Let’s keep in mind that if President Obama had his druthers, the debt ceiling would’ve already been raised some $2 trillion via a “clean vote” in Congress. No spending cuts. Yes, I know Obama said the following this earlier this week:
I believe that right now we’ve got a unique opportunity to do something big — to tackle our deficit in a way that forces our government to live within its means, that puts our economy on a stronger footing for the future, and still allows us to invest in that future.
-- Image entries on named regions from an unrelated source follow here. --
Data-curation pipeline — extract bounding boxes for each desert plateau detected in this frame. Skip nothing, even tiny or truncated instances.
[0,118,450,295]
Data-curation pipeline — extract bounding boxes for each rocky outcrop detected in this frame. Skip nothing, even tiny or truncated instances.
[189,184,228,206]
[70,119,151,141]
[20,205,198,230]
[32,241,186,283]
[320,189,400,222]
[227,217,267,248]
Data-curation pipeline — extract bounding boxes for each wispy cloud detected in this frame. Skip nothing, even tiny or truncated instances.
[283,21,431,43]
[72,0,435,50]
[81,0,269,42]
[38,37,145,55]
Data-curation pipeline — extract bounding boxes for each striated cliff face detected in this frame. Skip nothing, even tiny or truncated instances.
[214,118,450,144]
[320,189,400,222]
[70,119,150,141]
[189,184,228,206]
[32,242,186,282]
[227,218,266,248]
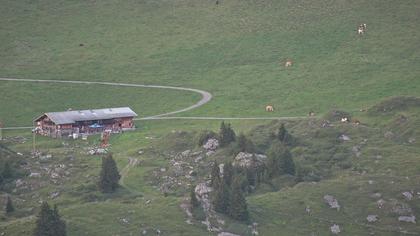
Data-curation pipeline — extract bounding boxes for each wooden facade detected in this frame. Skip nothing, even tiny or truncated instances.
[34,108,137,138]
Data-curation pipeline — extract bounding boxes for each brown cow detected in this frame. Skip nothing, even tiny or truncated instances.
[265,105,274,112]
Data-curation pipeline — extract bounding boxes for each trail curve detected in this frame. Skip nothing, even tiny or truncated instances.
[0,78,213,119]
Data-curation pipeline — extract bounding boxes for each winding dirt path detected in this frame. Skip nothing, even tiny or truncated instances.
[0,78,213,120]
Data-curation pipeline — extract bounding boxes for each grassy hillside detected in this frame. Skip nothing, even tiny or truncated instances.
[0,0,420,235]
[0,0,420,124]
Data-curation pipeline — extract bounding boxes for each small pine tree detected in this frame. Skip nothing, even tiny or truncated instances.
[98,154,121,193]
[213,180,230,213]
[210,161,220,188]
[52,205,66,236]
[33,202,66,236]
[223,162,233,186]
[4,195,15,214]
[236,133,255,153]
[190,187,200,208]
[267,142,296,177]
[228,178,249,221]
[280,148,296,175]
[2,161,13,179]
[276,124,293,145]
[219,122,236,147]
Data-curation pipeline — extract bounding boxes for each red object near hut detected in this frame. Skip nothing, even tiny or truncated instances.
[34,107,137,138]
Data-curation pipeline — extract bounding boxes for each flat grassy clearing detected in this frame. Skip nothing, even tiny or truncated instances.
[0,0,420,235]
[0,81,201,127]
[0,0,420,120]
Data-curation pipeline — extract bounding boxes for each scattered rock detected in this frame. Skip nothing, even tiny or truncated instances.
[251,222,259,235]
[120,218,130,225]
[351,146,362,157]
[398,215,416,224]
[88,148,108,155]
[29,172,41,178]
[376,199,385,209]
[330,224,341,234]
[206,151,215,157]
[217,232,240,236]
[366,215,378,223]
[233,152,267,169]
[39,154,52,161]
[384,131,394,139]
[324,195,340,211]
[15,179,25,188]
[338,134,351,141]
[181,150,191,157]
[402,192,413,201]
[203,138,219,151]
[370,193,382,198]
[50,192,60,199]
[390,199,413,215]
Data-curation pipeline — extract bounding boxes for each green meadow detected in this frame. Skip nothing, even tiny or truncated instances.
[0,0,420,235]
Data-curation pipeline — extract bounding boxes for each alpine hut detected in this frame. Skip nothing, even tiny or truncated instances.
[34,107,137,138]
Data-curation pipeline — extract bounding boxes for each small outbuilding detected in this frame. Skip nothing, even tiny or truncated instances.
[34,107,137,138]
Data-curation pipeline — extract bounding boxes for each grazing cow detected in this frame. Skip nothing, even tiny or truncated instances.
[265,105,274,112]
[341,117,350,123]
[357,24,367,34]
[284,59,293,67]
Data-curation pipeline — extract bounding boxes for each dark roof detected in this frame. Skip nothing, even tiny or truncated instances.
[35,107,137,125]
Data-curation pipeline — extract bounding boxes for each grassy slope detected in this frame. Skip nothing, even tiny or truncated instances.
[0,0,420,125]
[0,0,420,235]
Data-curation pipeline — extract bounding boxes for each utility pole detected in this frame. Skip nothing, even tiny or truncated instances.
[32,122,36,156]
[0,121,3,141]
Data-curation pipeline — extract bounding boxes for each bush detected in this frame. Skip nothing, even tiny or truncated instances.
[234,133,256,154]
[195,130,217,147]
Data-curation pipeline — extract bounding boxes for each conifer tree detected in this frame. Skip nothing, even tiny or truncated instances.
[267,142,296,177]
[4,195,15,214]
[213,178,230,213]
[219,122,236,147]
[228,178,249,221]
[2,161,13,179]
[223,162,233,186]
[98,154,121,193]
[280,148,296,175]
[210,161,220,188]
[190,187,200,208]
[276,124,293,145]
[236,133,255,153]
[33,202,66,236]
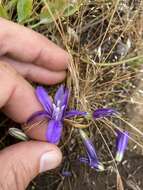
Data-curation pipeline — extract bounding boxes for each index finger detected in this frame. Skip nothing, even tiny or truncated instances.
[0,18,69,71]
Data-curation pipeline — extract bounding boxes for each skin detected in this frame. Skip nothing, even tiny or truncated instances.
[0,18,69,190]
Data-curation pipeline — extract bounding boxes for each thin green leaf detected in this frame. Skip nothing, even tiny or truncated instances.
[17,0,33,22]
[0,3,9,19]
[40,0,80,23]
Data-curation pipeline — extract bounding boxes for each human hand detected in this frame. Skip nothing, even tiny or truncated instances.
[0,18,68,190]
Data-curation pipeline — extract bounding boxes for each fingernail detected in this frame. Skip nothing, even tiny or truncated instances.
[39,151,61,173]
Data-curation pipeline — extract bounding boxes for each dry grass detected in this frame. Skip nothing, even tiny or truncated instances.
[1,0,143,190]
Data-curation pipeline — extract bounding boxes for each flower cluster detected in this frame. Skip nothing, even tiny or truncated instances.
[27,85,129,171]
[27,85,87,144]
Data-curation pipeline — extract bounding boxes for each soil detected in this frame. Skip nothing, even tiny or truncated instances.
[27,152,143,190]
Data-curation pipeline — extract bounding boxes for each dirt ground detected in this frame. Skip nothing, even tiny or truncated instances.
[27,152,143,190]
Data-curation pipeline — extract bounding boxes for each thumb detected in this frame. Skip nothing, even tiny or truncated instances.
[0,141,62,190]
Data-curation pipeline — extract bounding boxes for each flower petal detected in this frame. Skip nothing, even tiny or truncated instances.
[46,120,63,144]
[54,85,64,105]
[54,85,69,110]
[79,157,89,164]
[36,86,53,115]
[115,131,129,162]
[64,110,87,118]
[26,111,51,124]
[93,108,116,119]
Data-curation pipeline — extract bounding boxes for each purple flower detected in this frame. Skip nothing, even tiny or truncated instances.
[27,85,87,144]
[80,129,104,171]
[93,108,116,119]
[115,131,129,162]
But that’s Obama trying to make it sound like it was his goal all along to link a debt-limit bill with deficit reduction. Of course, it was Republicans who forced him to accept such a linkage. This was Team Obama in April (via The Hill):
White House press secretary Jay Carney said it is “imperative” that a debt-limit vote not be “held hostage to any other action, because of the consequences of not raising the debt ceiling.” Jack Lew, the director of the Office of Management and Budget, struck a similar tone in an interview airing this weekend. “Our very strong view is that the debt limit should be passed as a clean, standalone bill,” he said in an interview with Bloomberg TV’s “Political Capital With Al Hunt.”
Also keep in mind that since the November elections, Obama has a) blown off his own debt reduction commission, b) offered an official budget that added $10 trillion in new debt over 10 years, c) had to be nudged, according to reports, by Treasury Secretary Geithner into giving a debt speech, which turned out to be smoke and mirrors and can’t even be scored by the Congressional Budget Office.
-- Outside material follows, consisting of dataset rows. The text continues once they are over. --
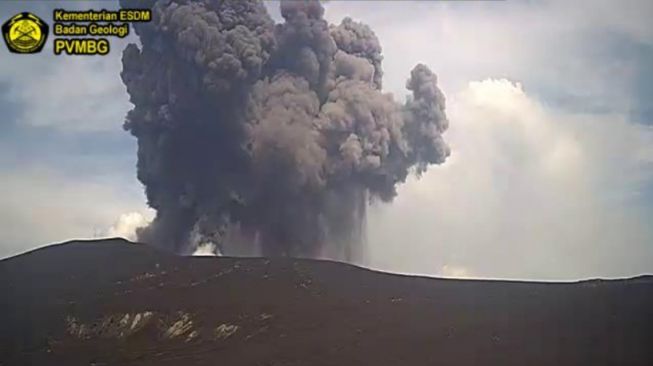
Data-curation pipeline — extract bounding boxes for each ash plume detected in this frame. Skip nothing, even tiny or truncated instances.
[121,0,449,260]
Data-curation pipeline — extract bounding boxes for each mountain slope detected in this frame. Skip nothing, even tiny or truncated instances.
[0,239,653,366]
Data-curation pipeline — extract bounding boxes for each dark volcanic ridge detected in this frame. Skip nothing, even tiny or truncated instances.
[0,239,653,366]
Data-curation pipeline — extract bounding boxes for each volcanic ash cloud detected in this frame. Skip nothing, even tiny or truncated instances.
[121,0,449,261]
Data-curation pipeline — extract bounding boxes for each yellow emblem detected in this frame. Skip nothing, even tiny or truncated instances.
[2,13,48,53]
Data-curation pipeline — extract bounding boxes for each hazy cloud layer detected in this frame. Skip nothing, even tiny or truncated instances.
[0,0,653,279]
[368,79,653,279]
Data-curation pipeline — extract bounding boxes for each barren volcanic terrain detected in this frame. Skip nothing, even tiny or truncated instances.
[0,239,653,366]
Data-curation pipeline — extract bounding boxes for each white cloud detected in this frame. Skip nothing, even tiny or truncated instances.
[192,243,217,257]
[107,210,154,241]
[0,166,147,258]
[0,31,131,133]
[368,79,653,279]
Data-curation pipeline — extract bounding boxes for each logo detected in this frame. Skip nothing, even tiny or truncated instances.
[2,13,48,53]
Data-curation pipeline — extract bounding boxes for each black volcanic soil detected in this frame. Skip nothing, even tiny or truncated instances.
[0,239,653,366]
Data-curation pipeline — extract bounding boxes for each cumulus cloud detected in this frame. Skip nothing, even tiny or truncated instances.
[368,79,653,279]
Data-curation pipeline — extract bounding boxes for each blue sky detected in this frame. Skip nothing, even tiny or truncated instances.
[0,0,653,279]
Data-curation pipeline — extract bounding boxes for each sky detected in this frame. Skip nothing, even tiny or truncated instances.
[0,0,653,280]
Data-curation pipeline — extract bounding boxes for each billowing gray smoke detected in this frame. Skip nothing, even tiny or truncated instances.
[122,0,449,260]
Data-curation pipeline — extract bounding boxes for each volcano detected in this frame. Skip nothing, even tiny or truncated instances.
[0,239,653,366]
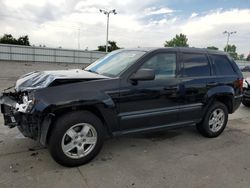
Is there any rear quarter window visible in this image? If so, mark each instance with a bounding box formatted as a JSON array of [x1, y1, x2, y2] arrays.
[[181, 53, 211, 77], [210, 55, 236, 76]]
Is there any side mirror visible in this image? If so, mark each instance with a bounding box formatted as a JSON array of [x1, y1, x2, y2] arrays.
[[130, 69, 155, 81]]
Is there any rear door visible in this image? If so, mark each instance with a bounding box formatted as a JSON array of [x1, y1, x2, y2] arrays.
[[179, 52, 213, 122], [119, 52, 179, 131]]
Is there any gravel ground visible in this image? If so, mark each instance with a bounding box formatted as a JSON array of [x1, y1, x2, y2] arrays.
[[0, 62, 250, 188]]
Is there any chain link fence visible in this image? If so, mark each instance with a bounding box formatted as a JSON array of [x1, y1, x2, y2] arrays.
[[0, 44, 106, 64]]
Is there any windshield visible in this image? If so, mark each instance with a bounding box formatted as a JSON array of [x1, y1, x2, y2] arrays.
[[85, 50, 146, 77]]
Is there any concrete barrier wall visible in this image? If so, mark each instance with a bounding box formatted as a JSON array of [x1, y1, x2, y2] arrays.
[[0, 44, 106, 64]]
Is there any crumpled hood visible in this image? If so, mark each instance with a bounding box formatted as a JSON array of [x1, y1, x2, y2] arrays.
[[15, 69, 108, 91], [243, 77, 250, 88]]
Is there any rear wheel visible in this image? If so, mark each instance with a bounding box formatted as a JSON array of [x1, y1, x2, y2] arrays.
[[242, 98, 250, 107], [48, 111, 104, 166], [196, 102, 228, 138]]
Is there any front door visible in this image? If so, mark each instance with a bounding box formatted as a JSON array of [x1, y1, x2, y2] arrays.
[[119, 52, 179, 131]]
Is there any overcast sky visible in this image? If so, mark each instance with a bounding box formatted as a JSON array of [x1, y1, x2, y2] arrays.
[[0, 0, 250, 55]]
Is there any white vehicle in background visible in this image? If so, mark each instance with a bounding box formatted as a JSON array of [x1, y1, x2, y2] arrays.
[[242, 77, 250, 107]]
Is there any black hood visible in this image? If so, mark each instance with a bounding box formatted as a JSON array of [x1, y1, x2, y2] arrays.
[[15, 69, 108, 91]]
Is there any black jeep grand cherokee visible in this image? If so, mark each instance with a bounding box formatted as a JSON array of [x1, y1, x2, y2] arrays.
[[1, 48, 243, 166]]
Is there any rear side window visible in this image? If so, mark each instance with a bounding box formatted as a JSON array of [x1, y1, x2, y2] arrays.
[[181, 53, 210, 77], [210, 55, 235, 75], [141, 53, 176, 80]]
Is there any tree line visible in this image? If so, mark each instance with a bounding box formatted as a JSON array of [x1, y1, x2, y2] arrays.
[[0, 33, 250, 61]]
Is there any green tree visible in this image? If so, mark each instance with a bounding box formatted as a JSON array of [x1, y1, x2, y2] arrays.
[[246, 53, 250, 61], [164, 33, 189, 47], [97, 41, 121, 52], [207, 46, 219, 50], [224, 44, 238, 59], [0, 34, 30, 46], [238, 54, 245, 60]]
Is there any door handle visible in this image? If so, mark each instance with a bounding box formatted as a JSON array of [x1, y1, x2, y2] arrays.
[[164, 86, 178, 90], [207, 82, 218, 87]]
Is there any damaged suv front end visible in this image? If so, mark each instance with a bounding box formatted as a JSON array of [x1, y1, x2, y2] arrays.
[[0, 91, 39, 139], [0, 69, 111, 145]]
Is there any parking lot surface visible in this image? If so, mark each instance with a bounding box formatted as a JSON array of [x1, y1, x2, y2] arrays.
[[0, 62, 250, 188]]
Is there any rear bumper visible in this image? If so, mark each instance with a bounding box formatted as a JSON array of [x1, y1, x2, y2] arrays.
[[243, 90, 250, 101], [231, 95, 243, 113]]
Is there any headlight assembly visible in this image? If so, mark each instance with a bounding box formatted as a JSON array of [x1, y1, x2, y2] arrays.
[[16, 94, 34, 113]]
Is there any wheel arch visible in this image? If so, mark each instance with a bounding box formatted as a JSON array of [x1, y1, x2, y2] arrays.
[[205, 86, 235, 113], [40, 104, 115, 146]]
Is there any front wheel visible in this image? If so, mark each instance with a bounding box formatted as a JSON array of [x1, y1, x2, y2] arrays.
[[196, 102, 228, 138], [48, 111, 104, 167], [242, 98, 250, 107]]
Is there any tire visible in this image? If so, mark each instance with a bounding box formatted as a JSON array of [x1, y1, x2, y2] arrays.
[[196, 102, 228, 138], [242, 98, 250, 107], [48, 111, 105, 167]]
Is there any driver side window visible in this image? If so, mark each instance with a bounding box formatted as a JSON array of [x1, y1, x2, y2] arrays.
[[141, 53, 176, 80]]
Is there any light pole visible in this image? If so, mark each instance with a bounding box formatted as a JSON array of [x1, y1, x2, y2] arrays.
[[100, 9, 117, 52], [223, 31, 236, 52]]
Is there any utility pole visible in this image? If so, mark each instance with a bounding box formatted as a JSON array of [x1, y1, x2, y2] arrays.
[[78, 28, 81, 51], [100, 9, 117, 52], [223, 31, 236, 52]]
The evidence strongly points to Obama not really caring much about debt reduction right now. It also points to him believing – as do many left-of-center economists – that the debt issue is a long-term problem and that any near-term austerity is big risk with such a weak economy. Macroeconomic Advisers, a economic consulting firm respected by the White House, just put out this analysis of the the debt reduction plan put forward by Obama’s commission (bold is mine):
Assuming current fiscal policies remain in force, our economic model suggests that interest rates will rise considerably over the next decade, with the yield on the 10-year Treasury note reaching nearly 9% by 2021. We estimated the effects of a fiscal contraction that is patterned after the so-called Bowles-Simpson plan and that averts this dire scenario. The plan would pare more than $4 trillion from the federal debt by 2021 relative to current policy. Roughly two thirds of this contraction is from spending cuts, the rest from tax increases. For a given path of long-dated yields, the macroeconomic effects of the fiscal contraction are sizable. “Fiscal drag” would reduce real GDP growth by 0.4 to 0.5 percentage point per year through 2015, leaving the unemployment rate a percentage point higher by then.
This is key: Keynesian models like this assume all spending cuts and taxes increases slow growth by reducing overall demand. (Former Obama economist Christina Romer, however, thinks tax increases are less harmful.) The White House has the same kind of models. Slower growth hurts incomes and jobs, which, in turn, hurts the standing of the guy in the Oval Office.
There is a high likelihood that Obama believes spending cuts and tax increases in 2011 and 2012 would hurt his re-election. This is why he would prefer a clean debt ceiling bill – or, since that is not possible, a debt reduction bill that’s as small as possible. (Or, even better, one with a bit more stimulus in it, like a payroll tax cut extension.) Every dollar in spending cuts or tax hikes makes him just a bit more likely to lose in 2012. From his perspective, better to push off austerity to 2013 — 0r beyond.